>Histoire

12 / 06 / 2022

Nantes : congrès confédéral, 14 au 17 novembre 1938. 1 /6

Introduction générale.

Le rapport moral.

Voici quelques notes concernant le XXXIème congrès national corporatif de la CGT réuni à Nantes en 1938. Le compte rendu du congrès fait 500 pages. Autant dire qu’il a fallu sélectionner.

Rappelons brièvement le contexte.

1 / L’expérience » du Front populaire s’achève. Le gouvernement Blum tombe le 20 juin 1937.

Daladier, chef du parti radical, ancien chouchou du PCF parce que supposé représentant des « classes moyennes » dont il ne fallait pas se « couper » par des mesures trop « hardies » en faveur de la classe ouvrière et des millions d’exploités, prépare la revanche du patronat.

Celle-ci prend la forme brutale de décrets-lois Reynaud (ministre des finances) – Daladier remettant en cause toutes les conquêtes de la grève générale de mai-juin 36 :

  • Remise en cause des 40 heures.
  • Remise en cause des congés payés.
  • Remise en cause des conventions collectives.
  • Remise en cause des droits syndicaux …

Les petits chefs de guerre, d’hier et d’aujourd’hui, ont tous pour projet de faire payer les exploités.

Il s’agit d’un véritable programme de guerre sociale. Le 12 novembre, Reynaud déclare : « Nous vivons en régime capitaliste. ( … ) Le régime capitaliste étant ce qu’il est, pour qu’il fonctionne il faut obéir à ses lois, c’est le profit, c’est le risque … c’est la liberté des marchés, c’est le stimulant de la concurrence … » Malgré tous ses efforts, Reynaud fera partie en 1942 (aux côtés de Blum et Daladier) des accusés du procès de Riom, organisé par les vichystes. Comme quoi, il ne suffit pas toujours d’être un zélé avocat des intérêts capitalistes pour être à l’abri …

2 / En Espagne, l’Espagne franquiste soutenue par Mussolini et Hitler va exercer sa dictature sur le pays. En URSS, les procès contre ceux qui se rattachent d’une façon ou une autre à octobre 17 se multiplient. L’ordre colonial règne un peu partout.

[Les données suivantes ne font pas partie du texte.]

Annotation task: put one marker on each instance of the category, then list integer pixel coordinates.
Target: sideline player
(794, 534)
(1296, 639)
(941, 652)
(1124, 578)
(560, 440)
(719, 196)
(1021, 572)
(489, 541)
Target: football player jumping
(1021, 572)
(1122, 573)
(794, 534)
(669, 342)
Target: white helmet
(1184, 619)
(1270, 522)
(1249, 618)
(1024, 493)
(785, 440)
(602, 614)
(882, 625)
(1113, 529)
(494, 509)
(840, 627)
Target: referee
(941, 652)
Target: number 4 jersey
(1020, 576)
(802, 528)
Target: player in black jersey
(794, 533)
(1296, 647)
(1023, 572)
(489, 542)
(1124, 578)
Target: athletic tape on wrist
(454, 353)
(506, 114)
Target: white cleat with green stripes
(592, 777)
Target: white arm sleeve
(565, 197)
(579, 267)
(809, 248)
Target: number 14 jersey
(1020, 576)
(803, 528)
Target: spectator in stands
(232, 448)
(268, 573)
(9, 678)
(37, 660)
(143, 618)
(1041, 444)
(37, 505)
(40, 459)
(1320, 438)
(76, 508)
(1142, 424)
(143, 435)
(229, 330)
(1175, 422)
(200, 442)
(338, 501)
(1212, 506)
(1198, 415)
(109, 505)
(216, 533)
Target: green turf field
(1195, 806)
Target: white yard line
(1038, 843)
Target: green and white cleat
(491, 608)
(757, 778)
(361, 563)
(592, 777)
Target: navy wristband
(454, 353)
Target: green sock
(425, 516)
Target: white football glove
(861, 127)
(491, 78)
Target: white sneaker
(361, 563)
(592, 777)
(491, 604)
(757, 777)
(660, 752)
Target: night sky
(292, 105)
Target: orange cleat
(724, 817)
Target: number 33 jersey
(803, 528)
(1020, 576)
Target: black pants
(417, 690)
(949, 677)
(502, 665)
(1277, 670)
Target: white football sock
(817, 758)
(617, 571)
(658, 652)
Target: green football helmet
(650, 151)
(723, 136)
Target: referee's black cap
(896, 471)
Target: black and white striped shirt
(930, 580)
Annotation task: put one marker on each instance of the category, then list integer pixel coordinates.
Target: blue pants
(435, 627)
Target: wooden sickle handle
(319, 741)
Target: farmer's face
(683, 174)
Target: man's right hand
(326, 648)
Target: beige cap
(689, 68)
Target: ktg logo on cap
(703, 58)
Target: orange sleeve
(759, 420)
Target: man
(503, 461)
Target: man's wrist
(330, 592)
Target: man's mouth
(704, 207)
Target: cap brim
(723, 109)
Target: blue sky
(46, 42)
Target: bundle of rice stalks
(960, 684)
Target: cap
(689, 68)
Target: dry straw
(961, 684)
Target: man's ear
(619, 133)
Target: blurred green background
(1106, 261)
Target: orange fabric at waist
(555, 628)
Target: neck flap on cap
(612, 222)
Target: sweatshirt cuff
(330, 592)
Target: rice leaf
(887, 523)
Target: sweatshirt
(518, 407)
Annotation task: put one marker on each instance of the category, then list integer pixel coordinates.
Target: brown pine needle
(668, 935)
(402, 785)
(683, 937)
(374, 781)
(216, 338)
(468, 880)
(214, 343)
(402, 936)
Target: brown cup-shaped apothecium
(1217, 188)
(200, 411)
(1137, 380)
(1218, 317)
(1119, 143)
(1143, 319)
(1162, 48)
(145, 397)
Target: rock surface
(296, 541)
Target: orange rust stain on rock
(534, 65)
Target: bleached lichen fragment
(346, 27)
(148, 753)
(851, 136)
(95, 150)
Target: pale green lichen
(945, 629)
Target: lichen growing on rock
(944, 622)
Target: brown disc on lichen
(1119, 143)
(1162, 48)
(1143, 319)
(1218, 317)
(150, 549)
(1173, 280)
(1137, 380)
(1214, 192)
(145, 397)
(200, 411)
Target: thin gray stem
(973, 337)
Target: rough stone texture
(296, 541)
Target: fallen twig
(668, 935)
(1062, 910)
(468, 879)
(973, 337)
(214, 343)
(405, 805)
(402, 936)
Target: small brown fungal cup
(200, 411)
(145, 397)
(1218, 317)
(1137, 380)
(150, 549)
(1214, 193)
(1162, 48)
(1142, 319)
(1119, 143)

C’est la course aux armements en vue d’un nouveau partage du monde.

3 / La CGT est alors « unifiée ». Y cohabitent tant bien que mal :

 – la tendance – ou plutôt la fraction – des chefs staliniens  qui s’empare peu à peu de l’ « appareil ».

En août 1939 ce sera la signature du pacte germano-soviétique. L’ « unité syndicale » aura vécu. (Jusqu’à la nouvelle réunification  en 1943).

  • La tendance dite « réformiste » incarnée par Léon Jouhaux. Mais dans le syndicat, ne sommes-nous pas tous « réformistes » ?
  • La tendance « néo » de Belin, néo syndicaliste, le futur ministre du travail de Pétain qui recueille sur une motion « pour la paix » 1/3 des mandats.
  • Enfin, la tendance qui se revendique du « syndicalisme révolutionnaire » représentée ici par Serret. Très minoritaire.

4 / Face aux décrets, le congrès discute de la riposte. Une date est avancée : le 26 novembre. Avec Grève ou pas ? Ce sera sans grève. Aujourd’hui, certains diraient : « un temps fort » (entre deux temps faibles ?), tout en disant : « on ne lâche rien ! ». Bien sûr.

La parole sera laissée aux délégués.

Une précision tout de même : lors de notre tout récent congrès confédéral de Rouen, 210 délégués, mandaté par leur syndicat ont pris la parole. En quelques minutes, chacun a pu s’exprimer en toute liberté. Toutes les interventions sont publiées. C’était le congrès des syndicats.

A Nantes, en 1938, seuls s’expriment les « chefs » de tendance, et encore, ceux-ci doivent-ils s’accorder pour laisser la parole à l’un d’entre eux.

Il faut donc se rattacher à une « tendance » ou une « fraction » pour accéder à la tribune.

Les intervenants disposent à priori d’une demi-heure qui se transforme souvent en un discours fleuve où les questions syndicales, revendicatives, ont tendance à devenir annexes, voire disparaissent totalement.

Notons toutefois qu’un délégué venu d’Algérie bénéficie d’un traitement particulier : environ 7 minutes. Il est vrai que le délégué Marouf pose – pourtant très prudemment, presque avec déférence – la question de l’attitude de la CGT dans « nos » colonies.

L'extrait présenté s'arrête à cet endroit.